The legendary Australian garage rock band, which celebrated its 40th anniversary in 2021, hits Milwaukee on Saturday night at Shank Hall for a sold-out show.
While the band has done a few dates on the coasts in the U.S. this century, it was the 1990s when the Hoodoo Gurus last ventured on such a far-flung tour across America that will take them to nearly 20 states in less than a month, says front man Dave Faulkner.
The band made its U.S. return directly from a series of large venue shows in Brazil. The American shows have been decidedly cozier – largely in clubs – but no less rocking, according to social media reports.
“We’re playing as strong as we ever did,” Faulkner says. “I think that’s what most people who come to the show wonder: What are they going to be hearing and seeing? And we think this group is as good as you’ve ever heard us, with more insight into what we try to do as well.”
“We postponed it once, then, of course, we postponed it again, and then we had to postpone a third time,” Faulkner says. “And I think it was the third time, I said, ‘We can’t do this to people. It’s been three years.’”
The fourth time was the charm apparently. The Tour that Seemed It Would Never Happen finally commenced in New Orleans on April 25, where Faulkner chatted by phone.
“I’m living and breathing in the United States,” he says. “And I’m getting ready to play, so it’s all happening, baby.”
Chariot of the Gods, Hoodoo’s Gurus first album since 2010’s Purity of Essence and only their third this century, came out last year to largely positive reviews.
Even before the pandemic, however, Faulkner says they decided to make the album a little different from past recordings and not just head to a studio for a set time and knock it out.
“We decided to do a few boutique-style singles,” Faulkner says. “We’d go in a record a couple of tracks for a single, and then pull everything down and go away for a month or so and then come back and start again.
“It was kind of like how we did our first album, Stoneage Romeos, because at that time we didn’t have enough profile in the marketplace. Nobody knew who we were, so we had to make a few singles.”
Most of the recent singles, “Answered Prayers,” “Carry On,” “World of Pain,” and “Get Out of Dodge,” ended up on Chariot of the Gods. Another single, the angry, yet decidedly catchy, anti-Trump anthem, “Hung Out to Dry,” is only available on the double vinyl release of the album.

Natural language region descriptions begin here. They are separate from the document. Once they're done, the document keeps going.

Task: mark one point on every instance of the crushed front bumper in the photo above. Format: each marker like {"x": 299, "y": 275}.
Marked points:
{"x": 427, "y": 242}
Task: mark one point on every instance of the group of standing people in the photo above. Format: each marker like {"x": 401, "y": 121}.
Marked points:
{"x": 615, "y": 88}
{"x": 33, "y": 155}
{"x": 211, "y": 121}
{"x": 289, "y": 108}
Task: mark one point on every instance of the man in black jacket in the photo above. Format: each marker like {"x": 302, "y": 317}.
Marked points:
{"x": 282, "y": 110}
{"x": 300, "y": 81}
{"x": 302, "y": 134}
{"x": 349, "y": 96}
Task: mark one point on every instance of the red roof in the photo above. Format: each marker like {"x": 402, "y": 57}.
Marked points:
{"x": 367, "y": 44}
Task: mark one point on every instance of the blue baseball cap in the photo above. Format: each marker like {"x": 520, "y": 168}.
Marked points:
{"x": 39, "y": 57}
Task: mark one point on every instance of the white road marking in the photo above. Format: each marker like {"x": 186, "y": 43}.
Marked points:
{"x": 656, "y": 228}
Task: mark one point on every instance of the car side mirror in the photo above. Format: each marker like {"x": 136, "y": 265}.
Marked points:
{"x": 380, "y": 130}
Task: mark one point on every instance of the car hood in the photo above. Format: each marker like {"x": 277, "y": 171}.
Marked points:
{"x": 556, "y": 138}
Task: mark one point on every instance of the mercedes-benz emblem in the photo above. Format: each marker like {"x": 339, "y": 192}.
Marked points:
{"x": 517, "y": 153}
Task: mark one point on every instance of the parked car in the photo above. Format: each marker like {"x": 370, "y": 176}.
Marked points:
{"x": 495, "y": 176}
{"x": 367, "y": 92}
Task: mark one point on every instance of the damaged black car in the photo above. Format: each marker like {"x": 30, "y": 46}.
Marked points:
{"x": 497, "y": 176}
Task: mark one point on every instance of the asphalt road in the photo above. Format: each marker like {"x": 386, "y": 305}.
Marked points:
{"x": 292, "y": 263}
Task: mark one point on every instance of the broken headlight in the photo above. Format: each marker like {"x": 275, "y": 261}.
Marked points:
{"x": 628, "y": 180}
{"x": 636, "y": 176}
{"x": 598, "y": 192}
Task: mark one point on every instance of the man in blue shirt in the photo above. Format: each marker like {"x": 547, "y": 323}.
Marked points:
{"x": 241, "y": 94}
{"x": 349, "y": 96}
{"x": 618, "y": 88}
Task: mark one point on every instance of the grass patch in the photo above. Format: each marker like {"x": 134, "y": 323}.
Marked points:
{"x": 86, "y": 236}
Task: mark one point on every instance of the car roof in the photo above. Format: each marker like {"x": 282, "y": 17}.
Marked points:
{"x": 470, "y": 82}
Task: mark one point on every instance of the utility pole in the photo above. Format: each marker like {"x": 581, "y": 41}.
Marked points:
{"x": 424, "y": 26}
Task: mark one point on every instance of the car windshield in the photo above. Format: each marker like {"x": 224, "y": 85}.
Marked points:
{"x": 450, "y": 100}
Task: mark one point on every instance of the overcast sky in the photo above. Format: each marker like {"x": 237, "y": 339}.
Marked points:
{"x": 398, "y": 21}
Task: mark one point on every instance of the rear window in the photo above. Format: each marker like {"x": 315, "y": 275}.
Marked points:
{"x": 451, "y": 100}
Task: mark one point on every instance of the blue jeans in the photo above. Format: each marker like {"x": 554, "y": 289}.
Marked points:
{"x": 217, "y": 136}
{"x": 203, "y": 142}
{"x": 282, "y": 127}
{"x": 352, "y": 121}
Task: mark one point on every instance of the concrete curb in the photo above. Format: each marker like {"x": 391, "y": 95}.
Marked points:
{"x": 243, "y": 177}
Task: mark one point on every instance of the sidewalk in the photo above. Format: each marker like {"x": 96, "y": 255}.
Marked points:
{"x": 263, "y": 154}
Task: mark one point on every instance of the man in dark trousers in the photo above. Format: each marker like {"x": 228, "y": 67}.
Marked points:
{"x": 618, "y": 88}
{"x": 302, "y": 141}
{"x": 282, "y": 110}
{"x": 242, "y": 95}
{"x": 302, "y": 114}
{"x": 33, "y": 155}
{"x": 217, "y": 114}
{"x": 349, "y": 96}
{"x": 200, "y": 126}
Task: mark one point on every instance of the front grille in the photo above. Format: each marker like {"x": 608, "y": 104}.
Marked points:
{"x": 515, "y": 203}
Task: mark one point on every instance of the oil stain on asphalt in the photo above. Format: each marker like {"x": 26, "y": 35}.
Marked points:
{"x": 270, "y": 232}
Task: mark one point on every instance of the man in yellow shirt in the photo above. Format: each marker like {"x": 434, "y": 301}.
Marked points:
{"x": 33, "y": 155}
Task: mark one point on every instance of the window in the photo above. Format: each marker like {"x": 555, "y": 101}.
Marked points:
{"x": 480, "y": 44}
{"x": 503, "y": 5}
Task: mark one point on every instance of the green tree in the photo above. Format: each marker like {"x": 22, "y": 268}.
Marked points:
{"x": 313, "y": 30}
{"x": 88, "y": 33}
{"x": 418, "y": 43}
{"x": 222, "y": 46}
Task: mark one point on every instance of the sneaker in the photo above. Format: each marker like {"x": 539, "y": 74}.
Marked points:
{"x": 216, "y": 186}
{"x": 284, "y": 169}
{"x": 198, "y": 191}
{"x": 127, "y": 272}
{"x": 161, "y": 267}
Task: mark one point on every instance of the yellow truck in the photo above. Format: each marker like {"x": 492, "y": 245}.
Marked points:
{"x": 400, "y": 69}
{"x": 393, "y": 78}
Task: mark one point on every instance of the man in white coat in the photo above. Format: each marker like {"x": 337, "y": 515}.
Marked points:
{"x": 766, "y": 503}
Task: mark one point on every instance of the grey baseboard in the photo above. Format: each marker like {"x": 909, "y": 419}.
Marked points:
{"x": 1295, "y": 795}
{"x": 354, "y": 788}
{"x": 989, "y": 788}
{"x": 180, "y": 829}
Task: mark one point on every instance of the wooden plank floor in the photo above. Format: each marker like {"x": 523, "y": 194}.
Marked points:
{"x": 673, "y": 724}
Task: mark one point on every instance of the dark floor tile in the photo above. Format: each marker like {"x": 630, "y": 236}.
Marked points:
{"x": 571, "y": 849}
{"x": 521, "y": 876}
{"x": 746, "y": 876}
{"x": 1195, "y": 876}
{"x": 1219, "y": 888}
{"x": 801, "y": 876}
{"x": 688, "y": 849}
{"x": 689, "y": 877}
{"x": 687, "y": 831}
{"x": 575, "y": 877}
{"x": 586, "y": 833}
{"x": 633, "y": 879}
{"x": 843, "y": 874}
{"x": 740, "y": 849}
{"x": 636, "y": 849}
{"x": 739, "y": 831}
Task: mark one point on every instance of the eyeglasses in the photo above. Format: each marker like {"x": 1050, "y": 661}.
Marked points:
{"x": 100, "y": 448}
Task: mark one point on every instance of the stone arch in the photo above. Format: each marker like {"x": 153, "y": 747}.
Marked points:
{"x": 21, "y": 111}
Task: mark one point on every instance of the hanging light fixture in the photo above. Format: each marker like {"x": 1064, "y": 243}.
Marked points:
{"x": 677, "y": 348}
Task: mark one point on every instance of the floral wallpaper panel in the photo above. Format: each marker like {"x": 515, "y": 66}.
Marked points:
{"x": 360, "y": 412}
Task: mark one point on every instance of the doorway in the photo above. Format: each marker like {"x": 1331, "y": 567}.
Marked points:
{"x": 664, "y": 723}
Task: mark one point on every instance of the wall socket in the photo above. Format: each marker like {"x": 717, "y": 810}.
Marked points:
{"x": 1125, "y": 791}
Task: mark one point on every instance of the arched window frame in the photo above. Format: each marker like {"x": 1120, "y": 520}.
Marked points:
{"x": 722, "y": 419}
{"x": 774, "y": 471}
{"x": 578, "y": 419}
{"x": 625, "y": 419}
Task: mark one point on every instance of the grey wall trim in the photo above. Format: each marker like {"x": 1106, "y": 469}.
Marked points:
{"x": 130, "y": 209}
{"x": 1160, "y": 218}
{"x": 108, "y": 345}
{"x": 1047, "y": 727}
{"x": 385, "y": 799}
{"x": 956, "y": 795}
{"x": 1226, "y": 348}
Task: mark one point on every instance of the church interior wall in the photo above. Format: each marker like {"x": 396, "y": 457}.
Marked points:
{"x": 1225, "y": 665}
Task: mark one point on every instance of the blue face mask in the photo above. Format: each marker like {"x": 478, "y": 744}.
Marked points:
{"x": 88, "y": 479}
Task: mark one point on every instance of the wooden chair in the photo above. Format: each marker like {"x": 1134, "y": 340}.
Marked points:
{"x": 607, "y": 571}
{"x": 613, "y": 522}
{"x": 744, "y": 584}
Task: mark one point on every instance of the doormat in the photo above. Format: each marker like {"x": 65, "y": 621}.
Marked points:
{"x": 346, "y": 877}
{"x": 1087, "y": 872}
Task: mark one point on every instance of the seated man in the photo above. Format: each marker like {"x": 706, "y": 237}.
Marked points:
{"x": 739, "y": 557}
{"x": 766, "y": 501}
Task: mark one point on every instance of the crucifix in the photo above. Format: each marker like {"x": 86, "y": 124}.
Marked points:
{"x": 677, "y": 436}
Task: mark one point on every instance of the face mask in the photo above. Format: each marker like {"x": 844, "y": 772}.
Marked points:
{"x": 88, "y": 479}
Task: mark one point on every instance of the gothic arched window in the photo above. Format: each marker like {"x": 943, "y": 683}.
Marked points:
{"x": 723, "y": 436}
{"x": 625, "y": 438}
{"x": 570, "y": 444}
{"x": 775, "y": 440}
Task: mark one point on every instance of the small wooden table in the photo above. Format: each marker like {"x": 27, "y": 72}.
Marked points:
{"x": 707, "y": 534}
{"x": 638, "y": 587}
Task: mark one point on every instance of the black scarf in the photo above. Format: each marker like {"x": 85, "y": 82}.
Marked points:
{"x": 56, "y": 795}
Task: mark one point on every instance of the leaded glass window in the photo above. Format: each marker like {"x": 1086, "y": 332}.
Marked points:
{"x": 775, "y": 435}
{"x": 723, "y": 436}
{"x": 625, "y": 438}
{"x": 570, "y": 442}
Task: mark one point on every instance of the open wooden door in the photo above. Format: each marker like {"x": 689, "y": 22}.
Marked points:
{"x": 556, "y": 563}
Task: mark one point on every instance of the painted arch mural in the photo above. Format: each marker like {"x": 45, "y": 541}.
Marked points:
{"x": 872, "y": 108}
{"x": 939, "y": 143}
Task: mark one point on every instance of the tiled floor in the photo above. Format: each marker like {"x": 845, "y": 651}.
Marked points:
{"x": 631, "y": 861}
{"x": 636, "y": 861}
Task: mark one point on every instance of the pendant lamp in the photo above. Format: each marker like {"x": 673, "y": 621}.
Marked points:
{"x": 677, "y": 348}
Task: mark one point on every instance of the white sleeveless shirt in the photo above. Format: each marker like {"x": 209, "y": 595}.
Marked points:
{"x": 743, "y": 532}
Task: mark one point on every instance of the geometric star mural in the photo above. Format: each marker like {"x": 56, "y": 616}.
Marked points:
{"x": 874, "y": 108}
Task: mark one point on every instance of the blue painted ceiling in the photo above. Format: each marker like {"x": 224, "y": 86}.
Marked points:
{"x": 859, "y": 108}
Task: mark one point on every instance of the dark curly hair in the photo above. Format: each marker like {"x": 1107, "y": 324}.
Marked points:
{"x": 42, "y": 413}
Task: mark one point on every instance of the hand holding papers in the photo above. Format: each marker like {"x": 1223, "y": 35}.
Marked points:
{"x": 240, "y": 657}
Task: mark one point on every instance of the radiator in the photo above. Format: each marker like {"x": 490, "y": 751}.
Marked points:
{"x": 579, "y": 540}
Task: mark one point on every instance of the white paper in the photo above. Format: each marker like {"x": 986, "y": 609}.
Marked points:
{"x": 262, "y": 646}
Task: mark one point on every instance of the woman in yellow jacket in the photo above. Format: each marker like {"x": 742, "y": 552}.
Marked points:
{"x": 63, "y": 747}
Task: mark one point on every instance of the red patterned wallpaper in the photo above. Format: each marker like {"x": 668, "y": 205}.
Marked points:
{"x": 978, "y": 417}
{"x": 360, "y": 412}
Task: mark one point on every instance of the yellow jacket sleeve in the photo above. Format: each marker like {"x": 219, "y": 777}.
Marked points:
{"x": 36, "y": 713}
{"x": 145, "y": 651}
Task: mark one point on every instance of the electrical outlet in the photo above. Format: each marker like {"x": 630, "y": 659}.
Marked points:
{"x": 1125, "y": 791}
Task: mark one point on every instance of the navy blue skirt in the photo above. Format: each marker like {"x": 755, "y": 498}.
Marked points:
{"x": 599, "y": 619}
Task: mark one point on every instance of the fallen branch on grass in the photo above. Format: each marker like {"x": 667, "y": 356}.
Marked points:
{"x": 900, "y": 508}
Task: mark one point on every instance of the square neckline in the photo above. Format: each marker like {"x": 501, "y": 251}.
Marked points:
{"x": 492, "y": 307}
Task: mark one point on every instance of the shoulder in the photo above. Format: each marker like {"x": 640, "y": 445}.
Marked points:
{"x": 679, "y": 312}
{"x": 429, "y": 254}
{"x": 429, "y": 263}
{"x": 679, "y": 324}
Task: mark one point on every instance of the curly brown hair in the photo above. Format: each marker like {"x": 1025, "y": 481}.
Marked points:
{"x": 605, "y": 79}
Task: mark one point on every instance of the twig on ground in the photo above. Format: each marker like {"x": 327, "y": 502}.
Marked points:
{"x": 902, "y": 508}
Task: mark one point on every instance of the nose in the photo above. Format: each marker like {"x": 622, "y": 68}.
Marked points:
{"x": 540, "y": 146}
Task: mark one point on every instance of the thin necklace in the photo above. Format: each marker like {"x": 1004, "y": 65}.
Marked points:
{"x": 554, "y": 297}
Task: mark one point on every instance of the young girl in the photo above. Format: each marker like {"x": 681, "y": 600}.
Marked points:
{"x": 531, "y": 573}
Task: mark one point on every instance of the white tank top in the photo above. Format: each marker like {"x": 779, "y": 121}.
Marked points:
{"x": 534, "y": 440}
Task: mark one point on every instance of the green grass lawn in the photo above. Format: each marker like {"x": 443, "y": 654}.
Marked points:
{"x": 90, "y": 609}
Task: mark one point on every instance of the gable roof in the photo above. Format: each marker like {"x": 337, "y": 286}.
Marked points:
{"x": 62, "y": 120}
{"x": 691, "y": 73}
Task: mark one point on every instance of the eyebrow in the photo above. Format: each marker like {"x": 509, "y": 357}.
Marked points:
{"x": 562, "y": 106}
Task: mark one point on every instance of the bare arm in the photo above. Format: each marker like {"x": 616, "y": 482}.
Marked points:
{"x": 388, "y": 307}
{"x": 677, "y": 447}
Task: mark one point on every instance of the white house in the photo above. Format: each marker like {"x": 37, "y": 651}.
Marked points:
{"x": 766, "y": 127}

This approach was slowed down more by COVID protocols in Australia that prevented band members from being in the same rooms for three months. While many musicians are successful completing their parts of songs on their own and sharing recorded files with other band members who might be far away, that approach doesn’t work for Hoodoo Gurus, Faulkner says.
“We have to be a room together communicating, working with our parts and feeling it,” he says. “It’s an experience rather than you do your beat and I’ll do my beats. The beats always have to be connected rather than done separately.”
The album’s name comes from the 1968 novel Chariots of the Gods: Unsolved Mysteries of the Past by Erich von Daniken, which explored the idea of “ancient astronauts.” Faulkner says the book made a big impact in pop culture when he was a teenager despite its ridiculous claims.
Faulkner compares it to modern reports of people using horse medicine and other bizarre “remedies” for COVID.
“There are many people who will take advantage of the vulnerable and impressionable and making them think they know more than they do,” he says.
There seems to be a pretty good chance this is not the last time you will hear from the Hoodoo Gurus. Maybe soon, maybe not, Faulkner says.
“Every record we’ve made has been we’ve thought would be the only record we made and the end of our story,” he says. “It captures everything we want to say. Then a few years go by, and you think I’ve got a few more ideas, and you make another one.”
Hoodoo Gurus performs at 8 p.m. Saturday, May 13, Shank Hall. The show is sold out.